Когда священник удалился, князь размышлял над тем, что ему пришлось услышать. Неужели он должен знать, что графиня нашла в шкафу, принадлежавшем Кати, пульверизатор с надписью «Акакос» и мертвого петуха? И зачем графиня передала священнику флакончик с сигнатурой? Почему в последние дни плачет Елена? А не забыла ли она, что вполне хватило бы 50% бромистой кислоты, 2,5% лимонной и 2,5% дубильной?
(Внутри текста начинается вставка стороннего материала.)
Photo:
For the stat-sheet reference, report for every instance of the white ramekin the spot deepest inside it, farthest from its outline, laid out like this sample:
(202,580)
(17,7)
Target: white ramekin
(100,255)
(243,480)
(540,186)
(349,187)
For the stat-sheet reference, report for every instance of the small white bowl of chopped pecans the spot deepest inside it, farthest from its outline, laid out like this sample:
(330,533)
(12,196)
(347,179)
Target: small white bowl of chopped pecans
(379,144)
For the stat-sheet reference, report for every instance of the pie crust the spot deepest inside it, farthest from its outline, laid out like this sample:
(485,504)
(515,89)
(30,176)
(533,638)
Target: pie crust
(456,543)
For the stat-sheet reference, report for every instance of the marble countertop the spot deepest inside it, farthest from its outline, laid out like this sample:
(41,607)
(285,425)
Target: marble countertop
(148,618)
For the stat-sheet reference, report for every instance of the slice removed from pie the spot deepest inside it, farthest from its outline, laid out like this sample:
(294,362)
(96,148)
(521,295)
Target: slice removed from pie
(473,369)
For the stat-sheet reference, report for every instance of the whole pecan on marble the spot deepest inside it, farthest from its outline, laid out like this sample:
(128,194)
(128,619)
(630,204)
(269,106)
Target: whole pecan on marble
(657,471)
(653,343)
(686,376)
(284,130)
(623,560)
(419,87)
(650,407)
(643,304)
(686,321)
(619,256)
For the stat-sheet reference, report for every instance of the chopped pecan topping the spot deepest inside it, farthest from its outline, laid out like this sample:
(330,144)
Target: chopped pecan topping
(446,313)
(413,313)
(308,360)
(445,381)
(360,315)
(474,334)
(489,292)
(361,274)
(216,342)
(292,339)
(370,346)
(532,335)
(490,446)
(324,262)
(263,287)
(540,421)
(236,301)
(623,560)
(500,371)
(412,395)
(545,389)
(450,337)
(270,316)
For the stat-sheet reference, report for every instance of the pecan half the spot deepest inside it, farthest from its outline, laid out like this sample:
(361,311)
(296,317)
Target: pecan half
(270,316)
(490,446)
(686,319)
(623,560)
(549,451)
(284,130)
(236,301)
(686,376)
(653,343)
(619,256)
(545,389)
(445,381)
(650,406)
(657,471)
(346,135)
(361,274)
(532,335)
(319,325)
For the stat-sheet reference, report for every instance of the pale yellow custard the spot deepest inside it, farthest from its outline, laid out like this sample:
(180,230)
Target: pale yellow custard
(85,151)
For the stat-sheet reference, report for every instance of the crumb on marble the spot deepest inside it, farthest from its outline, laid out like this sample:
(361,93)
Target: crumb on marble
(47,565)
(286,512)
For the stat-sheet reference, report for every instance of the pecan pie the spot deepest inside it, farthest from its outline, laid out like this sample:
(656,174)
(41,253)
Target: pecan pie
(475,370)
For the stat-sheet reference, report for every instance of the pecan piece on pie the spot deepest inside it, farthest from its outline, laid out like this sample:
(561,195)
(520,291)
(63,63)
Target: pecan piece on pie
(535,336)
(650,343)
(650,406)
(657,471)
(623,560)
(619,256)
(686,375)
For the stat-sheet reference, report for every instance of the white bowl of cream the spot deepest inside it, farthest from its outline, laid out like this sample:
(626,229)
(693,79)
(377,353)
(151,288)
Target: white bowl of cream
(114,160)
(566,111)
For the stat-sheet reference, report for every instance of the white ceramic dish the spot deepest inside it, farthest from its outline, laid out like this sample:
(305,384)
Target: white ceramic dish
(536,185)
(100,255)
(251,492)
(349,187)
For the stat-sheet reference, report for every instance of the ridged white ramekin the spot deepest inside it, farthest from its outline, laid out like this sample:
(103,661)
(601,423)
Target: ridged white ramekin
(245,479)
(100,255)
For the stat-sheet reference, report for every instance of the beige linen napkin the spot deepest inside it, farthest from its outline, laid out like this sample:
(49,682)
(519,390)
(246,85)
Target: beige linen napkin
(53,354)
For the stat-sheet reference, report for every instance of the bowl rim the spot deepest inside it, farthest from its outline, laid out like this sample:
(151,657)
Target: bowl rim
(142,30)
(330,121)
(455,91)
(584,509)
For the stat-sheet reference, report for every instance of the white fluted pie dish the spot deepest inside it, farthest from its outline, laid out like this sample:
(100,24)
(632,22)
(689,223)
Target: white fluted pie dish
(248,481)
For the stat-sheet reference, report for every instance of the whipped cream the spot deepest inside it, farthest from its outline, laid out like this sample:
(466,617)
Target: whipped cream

Прогуливаясь по парку, он испытывал чрезвычайно приятные ощущения. Его радовали зеленые водоросли пруда. Люди, как всегда, с подобострастием приветствовали его. Эти картины насыщались таким мажором, какого он никогда так сильно не ощущал. И не понять, сам ли он порождал этот мажор тем, что все на своем пути окутывал флером благоволения к собственной персоне, или же острота ощущений объяснялась тем, что за ними следовало удовольствие? Казалось, его сопровождает какой-то высокий свет. Он чувствовал, что этот свет исходит от него самого и осеняет его. Вот он видит мать во дворе замка. Она заставляет его зажимать локтями палку поперек спины для исправления осанки. Он должен ходить прямо, не сутулясь. И он с радостью начинает ходить с прямой спиной, делая круг за кругом. Он пересекает двор, идет мимо кухни и поднимается на второй этаж, а оттуда на третий, и взбирается по лестнице на чердак, он с безупречно прямой спиной вскакивает на изборожденные трещинами стропила. Он поднимается в башню. Закончив упражнения, он прячется от людей под чужими одеждами. Он бежит в гардеробную и надевает лакейскую ливрею или белую меховую шубу. Он никогда не облачается в женское платье. Вот он выскакивает во двор в облачении священника, а потом скрывается в гуще дикого винограда, увившего стены. Он не хочет быть ребенком. Он крестится и произносит три имени, пропуская свое первое. Он думает о своем отце, и тот заслоняется образом матери. Он вспоминает об отце лишь постольку, поскольку думает о матери. Кухарок он кличет «Кухней», садовника «Садом», слугу Мандля «Серебром», конюха «Лошадью». Куда бы он ни направился, мать идет по пятам. Иногда он уходит из-под надзора. Он делает это ненароком. Просто она теряет его из виду. Он углубляется в кустарник. Выходит на просеку и видит мальчиков в матросских костюмах. Этих ребят он уже видел во время их конфирмации, когда сидел на хорах. А тут они сели в круг и забавляются своими члениками. Он поднимает крик, и они исчезают в подлеске: маленький князь есть князь, а стало быть, мужчина. После этого он несколько дней не мог говорить, так как не хотел в разговоре ничего утаивать от матери. Он не ходит с егерями на охоту. Но когда они собираются перед замком, он смотрит на них во все глаза.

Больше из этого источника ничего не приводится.